The baseline assumes no explicit duration for conflict or energy infrastructure destruction, with energy prices following March 11, 2026, technical assumptions.

Uncertainty, measured by the VIX index, sees a limited upward adjustment.

The adverse scenario projects acute energy supply disruptions without significant further infrastructure damage, alongside a 10-point VIX increase with a fast reversal.

This leads to stronger impacts on food, goods, services, and wages due to non-linearities observed after the 2021-22 energy episode.

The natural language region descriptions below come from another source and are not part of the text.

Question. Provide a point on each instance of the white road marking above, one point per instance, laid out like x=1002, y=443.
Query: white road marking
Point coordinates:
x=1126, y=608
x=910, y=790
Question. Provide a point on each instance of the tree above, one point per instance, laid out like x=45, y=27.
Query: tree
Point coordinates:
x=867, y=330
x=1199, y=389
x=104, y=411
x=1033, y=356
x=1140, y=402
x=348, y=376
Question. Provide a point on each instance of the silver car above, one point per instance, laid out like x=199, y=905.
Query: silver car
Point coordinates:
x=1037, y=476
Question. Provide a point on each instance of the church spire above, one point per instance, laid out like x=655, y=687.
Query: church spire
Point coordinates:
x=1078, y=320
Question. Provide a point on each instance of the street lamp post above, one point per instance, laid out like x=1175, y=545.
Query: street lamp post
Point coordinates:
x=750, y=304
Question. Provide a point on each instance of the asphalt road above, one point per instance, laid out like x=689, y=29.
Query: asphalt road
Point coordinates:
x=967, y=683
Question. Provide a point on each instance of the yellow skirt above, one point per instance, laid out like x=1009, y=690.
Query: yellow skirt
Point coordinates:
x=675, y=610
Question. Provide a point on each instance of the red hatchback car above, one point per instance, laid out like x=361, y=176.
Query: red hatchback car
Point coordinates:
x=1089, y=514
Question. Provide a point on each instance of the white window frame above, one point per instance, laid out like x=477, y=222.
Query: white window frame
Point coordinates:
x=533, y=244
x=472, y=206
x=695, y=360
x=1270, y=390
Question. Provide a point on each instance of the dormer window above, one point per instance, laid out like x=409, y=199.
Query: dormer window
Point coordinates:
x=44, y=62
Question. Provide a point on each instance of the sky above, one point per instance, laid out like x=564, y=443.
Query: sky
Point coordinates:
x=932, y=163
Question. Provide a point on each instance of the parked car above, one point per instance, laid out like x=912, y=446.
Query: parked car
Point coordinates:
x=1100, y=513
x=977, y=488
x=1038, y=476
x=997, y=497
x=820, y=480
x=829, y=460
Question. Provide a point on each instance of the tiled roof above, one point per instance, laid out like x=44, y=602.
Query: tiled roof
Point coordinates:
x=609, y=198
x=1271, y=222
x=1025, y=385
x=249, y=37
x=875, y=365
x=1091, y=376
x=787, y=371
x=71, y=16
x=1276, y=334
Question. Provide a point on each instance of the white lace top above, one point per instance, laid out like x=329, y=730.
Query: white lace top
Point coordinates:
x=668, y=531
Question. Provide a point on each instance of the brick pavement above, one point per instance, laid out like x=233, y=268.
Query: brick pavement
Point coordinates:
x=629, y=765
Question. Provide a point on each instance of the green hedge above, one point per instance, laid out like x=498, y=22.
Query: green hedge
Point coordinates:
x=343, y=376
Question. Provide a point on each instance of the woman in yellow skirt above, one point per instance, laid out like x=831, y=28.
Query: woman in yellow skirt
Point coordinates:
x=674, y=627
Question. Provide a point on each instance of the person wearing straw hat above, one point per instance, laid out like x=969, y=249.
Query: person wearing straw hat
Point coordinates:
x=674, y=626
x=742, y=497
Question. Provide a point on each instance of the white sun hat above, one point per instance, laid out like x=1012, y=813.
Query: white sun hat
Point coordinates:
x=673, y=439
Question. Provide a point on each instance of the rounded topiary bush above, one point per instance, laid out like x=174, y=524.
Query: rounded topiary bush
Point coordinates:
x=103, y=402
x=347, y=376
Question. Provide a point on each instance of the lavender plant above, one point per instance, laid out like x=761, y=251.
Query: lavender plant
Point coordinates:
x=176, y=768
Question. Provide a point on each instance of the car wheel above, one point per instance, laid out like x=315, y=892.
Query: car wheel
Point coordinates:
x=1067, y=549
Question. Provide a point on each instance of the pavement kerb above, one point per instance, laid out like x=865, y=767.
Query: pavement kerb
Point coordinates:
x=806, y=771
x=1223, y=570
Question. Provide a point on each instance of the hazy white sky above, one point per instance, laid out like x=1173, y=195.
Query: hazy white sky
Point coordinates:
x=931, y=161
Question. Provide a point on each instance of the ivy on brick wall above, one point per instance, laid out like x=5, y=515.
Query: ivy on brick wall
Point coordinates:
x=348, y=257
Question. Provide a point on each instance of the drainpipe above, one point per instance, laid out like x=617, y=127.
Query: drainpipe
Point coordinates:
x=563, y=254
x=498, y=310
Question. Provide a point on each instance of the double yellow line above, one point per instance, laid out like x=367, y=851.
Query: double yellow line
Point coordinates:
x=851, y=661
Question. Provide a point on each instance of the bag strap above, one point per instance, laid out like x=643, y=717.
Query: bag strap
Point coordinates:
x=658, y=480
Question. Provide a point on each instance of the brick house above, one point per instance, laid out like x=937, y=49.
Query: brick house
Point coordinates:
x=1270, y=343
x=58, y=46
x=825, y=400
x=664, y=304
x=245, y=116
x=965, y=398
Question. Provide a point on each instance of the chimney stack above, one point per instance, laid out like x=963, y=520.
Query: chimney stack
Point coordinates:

The severe scenario anticipates even more acute energy disruptions and significant infrastructure destruction, with a 14-point VIX increase remaining elevated until end-2027.

This path implies sizeable indirect and second-round effects on inflation due to stronger non-linearities.

All scenarios assume no fiscal or monetary policy reactions beyond those already included in the baseline.

Growth and inflation under pressure

Simulations using the ECB-BASE model reveal the potential impacts of these scenarios on the euro area economy.

Under the adverse scenario, real GDP growth is projected to deviate negatively from the baseline by approximately 0.4 percentage points in 2026, with HICP inflation showing an upward deviation of around 0.5 percentage points.

The severe scenario presents a more pronounced impact, with real GDP growth deviating by over 0.6 percentage points and HICP inflation by more than 1.0 percentage point in 2026.

HICP excluding energy and food inflation also shows upward deviations, albeit smaller, reflecting the broader pass-through effects.

These simulations incorporate energy, uncertainty, and trade effects, with uncertainty shocks on GDP estimated using an empirical BVAR model.

The analysis underscores the significant downside risks to economic activity and upside risks to inflation stemming from geopolitical tensions and energy market volatility.

Geopolitical risks loom large

This comprehensive scenario analysis serves as a stark reminder of the euro area's vulnerability to external shocks, particularly from energy markets and geopolitical tensions.

While the baseline remains the most likely path, the significant deviations projected under adverse and severe conditions highlight the persistent upside risks to inflation and downside risks to growth.

Policymakers must remain vigilant, as the potential for non-linear effects from energy shocks could quickly destabilize the disinflationary process.